At St. Vincent's, both CRNAs and medical doctors are in the operating rooms administrating anesthesia, except for open heart surgeries and major surgical cases that require intense monitoring, when only MDs are allowed, Bladek said.
"This practice is different in other hospitals," he said.
Across town at Bridgeport Hospital, CRNAs are allowed in high-risk surgeries, including heart surgeries, but always with a medical doctor, said Nancy Moriber, director for the Bridgeport Hospital and Fairfield University certified registered nurse anesthetist program, one of three in the state. "In most hospitals, nurse anesthetists work in a team approach. Every patient has a minimum of two anesthesia providers. That has always been my choice of practice," said Moriber.
The road to becoming a CRNA is a long and intense one. It may be a job not everyone is familiar with and with the current nursing shortage that only promises to get worse, it's a growing specialty that is attracting a growing number of both men and women. "It's a 29-month program and the candidates [for the program] must be registered nurses with a bachelor of science in nursing and a minimum of one year of critical care experience," said Moriber, noting that candidates must have a GPA higher than 3.0. There are 104 CRNA programs nationally, she said, graduating more than 2,000 students each year, and across the board, these programs have to turn people way. Each Bridgeport Hospital/Fairfield University class takes 12 students per year and is always full, said Moriber, 42, who received her CRNA from Columbia University in New York in 1990 when she was 24, a relatively young age. Most students in the program are between 27 and 35 or in their late 40s or 50s, she said. Graduates receive a master's degree in nursing in addition to the certification. It is also one nursing specialty that attracts a high number of men — about 50 percent of CRNAs are men, she said. In general, only 4 percent of nurses are male.
The pay is also a draw, said Moriber. While a new registered nurse may expect $60,000 in salary, a CRNA can make between $100,000 and $150,000, she said. But, it is still less than what an anesthesiologist commands, which is between $250,000 and $500,000 a year, she said. Bridgeport Hospital employs 34 CRNAs. With one medical doctor supervising two to four CRNAs, this team approach can help lower medical bills, Moriber said.
"Nurses produce safe care at a reduced cost," she said.
For Moriber, the high-pressure job was always appealing. "I thrive on stress," she said. "I like the patient contact, the one-on-one; you have control of the patient. I look at it as caring for the patient while someone else is doing the curing."
Starting with the pre-op interview to waking the patient in recovery, CRNAs work on all types of cases, including orthopedics, neurosurgery, vascular surgery, ob/gyn cases and general surgery, providing epidural and spinal anesthesia when needed, said Donna Nunno, a CRNA at St. Vincent's.
A nurse for 17 years before going back to school for her CRNA, Nunno, 39, graduated from the CRNA program at the Hospital of St. Raphael's in New Haven in 2006, earning a master's degree in biological science/anesthesia. The Milford resident said she became interested in the specialty while working as a nurse in St. Vincent's intensive care unit. The training she got was similar to a doctor's residency, she said.

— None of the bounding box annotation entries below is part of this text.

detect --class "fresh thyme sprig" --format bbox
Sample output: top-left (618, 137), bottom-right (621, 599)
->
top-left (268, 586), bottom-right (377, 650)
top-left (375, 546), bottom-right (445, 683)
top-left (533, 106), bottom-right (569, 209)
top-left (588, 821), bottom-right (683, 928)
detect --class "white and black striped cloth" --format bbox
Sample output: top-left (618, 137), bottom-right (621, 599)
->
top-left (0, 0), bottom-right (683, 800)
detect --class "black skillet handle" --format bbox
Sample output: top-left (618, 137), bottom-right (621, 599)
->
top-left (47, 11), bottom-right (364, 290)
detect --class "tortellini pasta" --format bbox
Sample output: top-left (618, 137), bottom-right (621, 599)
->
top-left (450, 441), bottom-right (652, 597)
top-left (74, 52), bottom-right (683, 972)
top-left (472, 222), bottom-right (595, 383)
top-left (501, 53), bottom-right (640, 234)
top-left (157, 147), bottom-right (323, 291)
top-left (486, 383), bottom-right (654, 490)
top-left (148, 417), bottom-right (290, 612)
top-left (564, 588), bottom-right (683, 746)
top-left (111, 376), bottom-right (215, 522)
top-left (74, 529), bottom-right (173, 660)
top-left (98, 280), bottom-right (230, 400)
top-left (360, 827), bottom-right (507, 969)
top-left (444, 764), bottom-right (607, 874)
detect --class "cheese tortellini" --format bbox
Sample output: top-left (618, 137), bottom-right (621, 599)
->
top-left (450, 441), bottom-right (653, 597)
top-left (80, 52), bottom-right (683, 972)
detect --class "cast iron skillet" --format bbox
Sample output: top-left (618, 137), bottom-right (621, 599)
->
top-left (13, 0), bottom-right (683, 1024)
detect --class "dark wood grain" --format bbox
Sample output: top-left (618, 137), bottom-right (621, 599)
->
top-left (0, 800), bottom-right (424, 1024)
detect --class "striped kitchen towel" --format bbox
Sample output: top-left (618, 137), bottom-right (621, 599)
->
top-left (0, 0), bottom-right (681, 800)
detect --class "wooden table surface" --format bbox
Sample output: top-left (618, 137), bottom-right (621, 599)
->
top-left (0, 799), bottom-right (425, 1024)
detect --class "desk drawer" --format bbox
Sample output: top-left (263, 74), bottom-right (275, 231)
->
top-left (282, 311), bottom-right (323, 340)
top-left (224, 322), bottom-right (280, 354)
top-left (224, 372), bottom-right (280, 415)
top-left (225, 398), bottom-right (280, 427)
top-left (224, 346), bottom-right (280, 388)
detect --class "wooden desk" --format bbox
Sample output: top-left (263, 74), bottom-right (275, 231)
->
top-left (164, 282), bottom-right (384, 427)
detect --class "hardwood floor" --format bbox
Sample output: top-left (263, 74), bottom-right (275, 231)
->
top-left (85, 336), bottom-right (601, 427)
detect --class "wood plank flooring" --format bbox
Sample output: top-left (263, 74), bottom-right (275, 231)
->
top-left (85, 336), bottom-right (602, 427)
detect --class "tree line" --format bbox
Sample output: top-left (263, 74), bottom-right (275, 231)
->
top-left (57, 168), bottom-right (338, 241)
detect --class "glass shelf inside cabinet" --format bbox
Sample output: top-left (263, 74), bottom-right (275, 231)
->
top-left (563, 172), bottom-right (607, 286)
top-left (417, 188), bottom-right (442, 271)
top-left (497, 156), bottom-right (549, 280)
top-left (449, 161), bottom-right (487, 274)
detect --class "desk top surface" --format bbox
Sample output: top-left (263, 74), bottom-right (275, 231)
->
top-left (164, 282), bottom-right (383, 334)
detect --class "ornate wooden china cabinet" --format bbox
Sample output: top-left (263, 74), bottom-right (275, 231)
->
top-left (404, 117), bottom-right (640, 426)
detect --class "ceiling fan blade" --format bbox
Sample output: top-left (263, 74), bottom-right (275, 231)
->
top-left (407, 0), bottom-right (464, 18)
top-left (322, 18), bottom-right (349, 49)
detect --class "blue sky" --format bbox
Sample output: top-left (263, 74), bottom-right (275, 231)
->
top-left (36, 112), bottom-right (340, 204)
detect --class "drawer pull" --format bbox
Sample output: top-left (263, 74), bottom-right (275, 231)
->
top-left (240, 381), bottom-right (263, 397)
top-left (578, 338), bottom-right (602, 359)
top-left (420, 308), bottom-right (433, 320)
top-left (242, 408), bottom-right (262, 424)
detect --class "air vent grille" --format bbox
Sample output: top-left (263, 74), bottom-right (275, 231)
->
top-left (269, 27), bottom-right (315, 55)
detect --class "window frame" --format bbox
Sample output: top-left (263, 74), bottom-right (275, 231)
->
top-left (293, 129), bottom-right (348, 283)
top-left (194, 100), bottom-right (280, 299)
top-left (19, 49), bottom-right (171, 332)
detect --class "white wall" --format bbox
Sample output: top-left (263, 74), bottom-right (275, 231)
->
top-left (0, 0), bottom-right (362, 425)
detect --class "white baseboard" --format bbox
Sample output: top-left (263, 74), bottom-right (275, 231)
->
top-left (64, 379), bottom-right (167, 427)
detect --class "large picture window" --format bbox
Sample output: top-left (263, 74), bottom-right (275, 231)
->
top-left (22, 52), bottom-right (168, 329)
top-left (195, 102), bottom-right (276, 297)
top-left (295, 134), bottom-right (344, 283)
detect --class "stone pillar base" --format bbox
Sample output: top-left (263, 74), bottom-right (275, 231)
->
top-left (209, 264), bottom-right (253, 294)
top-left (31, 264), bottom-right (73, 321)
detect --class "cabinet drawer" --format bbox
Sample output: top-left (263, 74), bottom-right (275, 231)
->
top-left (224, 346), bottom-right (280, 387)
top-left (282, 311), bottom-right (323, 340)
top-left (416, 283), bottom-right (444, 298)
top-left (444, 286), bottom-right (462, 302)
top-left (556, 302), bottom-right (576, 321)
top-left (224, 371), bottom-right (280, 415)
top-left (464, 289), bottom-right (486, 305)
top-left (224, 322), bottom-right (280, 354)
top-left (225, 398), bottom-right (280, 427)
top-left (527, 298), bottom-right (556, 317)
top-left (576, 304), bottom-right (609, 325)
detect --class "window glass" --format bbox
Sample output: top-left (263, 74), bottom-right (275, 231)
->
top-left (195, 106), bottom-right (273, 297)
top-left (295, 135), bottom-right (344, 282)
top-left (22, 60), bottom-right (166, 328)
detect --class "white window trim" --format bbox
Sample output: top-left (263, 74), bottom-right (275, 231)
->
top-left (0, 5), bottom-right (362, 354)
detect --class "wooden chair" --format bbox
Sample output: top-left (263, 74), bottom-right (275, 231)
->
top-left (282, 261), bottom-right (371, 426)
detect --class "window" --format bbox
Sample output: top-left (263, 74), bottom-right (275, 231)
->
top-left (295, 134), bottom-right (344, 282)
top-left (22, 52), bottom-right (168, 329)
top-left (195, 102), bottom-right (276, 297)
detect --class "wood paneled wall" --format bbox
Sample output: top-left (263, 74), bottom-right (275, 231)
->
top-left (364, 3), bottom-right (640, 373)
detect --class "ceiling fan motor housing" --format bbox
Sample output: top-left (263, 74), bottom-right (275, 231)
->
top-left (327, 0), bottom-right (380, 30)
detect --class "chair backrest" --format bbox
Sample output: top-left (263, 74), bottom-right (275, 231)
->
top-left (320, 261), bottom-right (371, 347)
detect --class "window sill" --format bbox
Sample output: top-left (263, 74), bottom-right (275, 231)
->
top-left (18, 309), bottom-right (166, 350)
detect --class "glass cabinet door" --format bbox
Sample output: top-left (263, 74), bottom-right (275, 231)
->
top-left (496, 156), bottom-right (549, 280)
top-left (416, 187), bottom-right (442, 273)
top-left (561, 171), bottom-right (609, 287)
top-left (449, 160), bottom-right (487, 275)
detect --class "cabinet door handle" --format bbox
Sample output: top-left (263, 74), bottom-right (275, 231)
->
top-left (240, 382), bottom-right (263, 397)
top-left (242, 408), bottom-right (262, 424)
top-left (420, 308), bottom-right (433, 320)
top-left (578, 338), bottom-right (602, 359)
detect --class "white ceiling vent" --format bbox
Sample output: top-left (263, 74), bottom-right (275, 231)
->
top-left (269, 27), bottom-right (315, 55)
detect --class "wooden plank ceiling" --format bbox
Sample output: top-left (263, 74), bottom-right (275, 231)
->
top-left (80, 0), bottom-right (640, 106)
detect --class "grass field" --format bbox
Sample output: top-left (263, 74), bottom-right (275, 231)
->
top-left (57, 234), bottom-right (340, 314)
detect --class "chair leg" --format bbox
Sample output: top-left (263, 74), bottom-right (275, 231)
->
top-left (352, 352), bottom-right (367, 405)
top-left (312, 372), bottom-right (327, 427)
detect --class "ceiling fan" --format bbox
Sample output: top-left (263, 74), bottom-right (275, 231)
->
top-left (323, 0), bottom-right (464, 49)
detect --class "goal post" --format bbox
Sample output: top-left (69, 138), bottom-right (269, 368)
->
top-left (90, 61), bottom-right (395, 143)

"It's very intense. We do on-call and work many hours," she explained. "It's a great clinical experience at St. Raphael's. The first year was just academics to get my master's then 17 months of clinical training and testing for boards."
There are oral comprehensive boards and national boards to take to become licensed, she said.
On the job, she works a rotating schedule with three, 12-hour shifts a week, she said.
"We always have supervision, from beginning to end," she said. [The doctors] will come in frequently to check on how things are going and offer advice as needed. We have a very close working relationship."
Nunno agrees it's a growing profession and finds that patients are very open to it.
"There are some people who don't know what an anesthetist is, but I never met anyone who felt uncomfortable [with me]," she said. "They know we work with the doctors."